*2012 yapımı Amour filminden bir sahne.
"Önce sev, sonra doğur beni" demişti ya Cemal Süreya!
Şimdilerde bizleri bunca sevdiğini, sevdiklerini söyleyeni / söyleyenleri görüp duyunca; "önce sevip sonra öldürüyorsunuz" diyesi geliyor insanın.
Sevgileri yalan, külliyen yalan. Riya kokuyor. Çoktan tükettiler sevgi sözlerini.
Ah, o çatal dillleri yok mu? Hani o ağızları her açıldığında, kelimeler söze her dönüştüğünde; zehir akıtan zehir zemberek ağulu çatal dilleri...
Öfke ve nefret kusan çatlak ses tonlu dilleri. Sade beni değil, kendilerinden başka hiçkimseyi; yol, dava arkadaşlarını bile sevmediklerinin kanıtı misali dilleri!
Ne olur sevmeyin! Hatta sevme/sevgi sözcüğünü iyisi mi lügatınızdan çıkarın, silip atın! Çünkü sevmeyi unutalı, lügatınızdan çıkaralı hayli oldu. İyi biliyorum, çünkü tanığıyım.
Yakışmıyor zaten sevgiden söz etmek dilinize.
Cemal Süreya yine diyor ya:
"Sesinde ne var biliyor musun,
Söyleyemediğin sözcükler var."
Aynen öyle diliniz sevgiden söz etse de! Kalbiniz kin ve nefretle dolu farkındayız.
Hem şaşkınım da, bilesiniz!
Bunca kin ve nefretle yükünü almış bir kalp ve ruhla nasıl yaşıyorsunuz sahi! Nasıl insan içine çıkıyorsunuz? Hadi yaşamanızı, insanlarla yüzyüze gelmenizi bir yana bıraktık, vaz geçtik.

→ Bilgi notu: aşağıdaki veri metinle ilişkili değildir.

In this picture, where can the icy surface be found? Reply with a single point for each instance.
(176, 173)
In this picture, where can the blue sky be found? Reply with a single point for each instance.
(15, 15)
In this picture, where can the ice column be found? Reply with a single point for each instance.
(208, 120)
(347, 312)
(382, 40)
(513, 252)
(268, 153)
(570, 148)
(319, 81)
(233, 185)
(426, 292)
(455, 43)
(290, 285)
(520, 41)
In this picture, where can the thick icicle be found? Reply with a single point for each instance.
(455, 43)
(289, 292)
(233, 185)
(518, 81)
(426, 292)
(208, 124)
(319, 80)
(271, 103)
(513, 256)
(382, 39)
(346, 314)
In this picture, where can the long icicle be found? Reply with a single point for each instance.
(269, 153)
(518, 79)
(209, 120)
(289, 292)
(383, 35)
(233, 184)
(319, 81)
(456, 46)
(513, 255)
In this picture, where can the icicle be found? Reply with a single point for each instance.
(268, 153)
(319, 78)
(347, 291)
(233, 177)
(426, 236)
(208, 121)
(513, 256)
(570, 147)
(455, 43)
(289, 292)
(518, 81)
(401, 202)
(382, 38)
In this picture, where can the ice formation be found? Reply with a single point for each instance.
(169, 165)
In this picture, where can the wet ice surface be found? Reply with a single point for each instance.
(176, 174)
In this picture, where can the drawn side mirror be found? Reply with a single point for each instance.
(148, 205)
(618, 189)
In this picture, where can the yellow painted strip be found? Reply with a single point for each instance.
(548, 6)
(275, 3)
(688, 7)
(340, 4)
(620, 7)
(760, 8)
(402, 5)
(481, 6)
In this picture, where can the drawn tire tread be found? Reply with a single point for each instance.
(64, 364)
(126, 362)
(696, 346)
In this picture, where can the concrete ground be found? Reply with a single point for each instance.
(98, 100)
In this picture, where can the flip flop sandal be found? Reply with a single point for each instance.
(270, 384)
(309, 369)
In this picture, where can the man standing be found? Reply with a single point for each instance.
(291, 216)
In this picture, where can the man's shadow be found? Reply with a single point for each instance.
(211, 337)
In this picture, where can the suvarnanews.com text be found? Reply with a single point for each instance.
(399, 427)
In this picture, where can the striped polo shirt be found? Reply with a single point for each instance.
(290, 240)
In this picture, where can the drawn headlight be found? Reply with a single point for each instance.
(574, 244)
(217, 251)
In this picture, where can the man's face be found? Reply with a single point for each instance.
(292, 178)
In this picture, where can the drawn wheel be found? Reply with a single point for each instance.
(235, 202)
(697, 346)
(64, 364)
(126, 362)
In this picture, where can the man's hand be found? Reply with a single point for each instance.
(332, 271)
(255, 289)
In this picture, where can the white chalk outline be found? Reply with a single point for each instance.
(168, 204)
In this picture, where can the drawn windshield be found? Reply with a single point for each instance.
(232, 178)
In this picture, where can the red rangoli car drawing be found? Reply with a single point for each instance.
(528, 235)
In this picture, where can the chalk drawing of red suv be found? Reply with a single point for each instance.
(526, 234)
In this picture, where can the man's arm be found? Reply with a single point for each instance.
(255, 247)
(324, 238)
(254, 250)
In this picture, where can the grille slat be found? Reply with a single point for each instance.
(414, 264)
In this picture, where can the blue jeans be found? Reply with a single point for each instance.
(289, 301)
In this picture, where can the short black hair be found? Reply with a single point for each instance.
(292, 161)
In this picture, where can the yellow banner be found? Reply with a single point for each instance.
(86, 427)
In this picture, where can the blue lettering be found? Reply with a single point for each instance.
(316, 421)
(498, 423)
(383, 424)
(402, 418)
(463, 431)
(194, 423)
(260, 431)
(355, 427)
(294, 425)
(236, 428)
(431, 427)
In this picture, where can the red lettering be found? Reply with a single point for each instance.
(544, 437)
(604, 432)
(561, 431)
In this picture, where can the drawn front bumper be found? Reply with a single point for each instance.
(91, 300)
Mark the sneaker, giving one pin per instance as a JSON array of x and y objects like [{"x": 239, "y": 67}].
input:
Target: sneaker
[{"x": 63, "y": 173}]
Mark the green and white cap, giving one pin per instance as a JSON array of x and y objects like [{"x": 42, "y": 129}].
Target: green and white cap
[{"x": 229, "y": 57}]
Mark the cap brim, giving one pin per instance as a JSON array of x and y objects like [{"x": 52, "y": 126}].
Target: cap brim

Dünyanızın, kin ve nefretle, yok etmek üzerine kurulu olduğu ayan beyan orta yerde duruyorken nasıl bu denli sevgiden söz edebiliyorsunuz?
Biz, yani insan soyundan gelenler sevgi sözcüklerini ciğerlerimizi patlatırcasına bağırarak derin kuyulara bağırdık. O sözler her gün bize yeni günle birlikte geri dönüyor. Kuyunun dünyaya bakan ağzından. Sevgi ile hayata tutunmamızı yeniden herbirimize hatırlatıyor.
Siz ise; kem sözlerinizle, nefret söyleminizle, insanı ötekileştiren kibriyanızla her gün biraz daha küçülüyorsunuz.
Sevgimiz bize, nefretiniz, kibriniz size kalsın.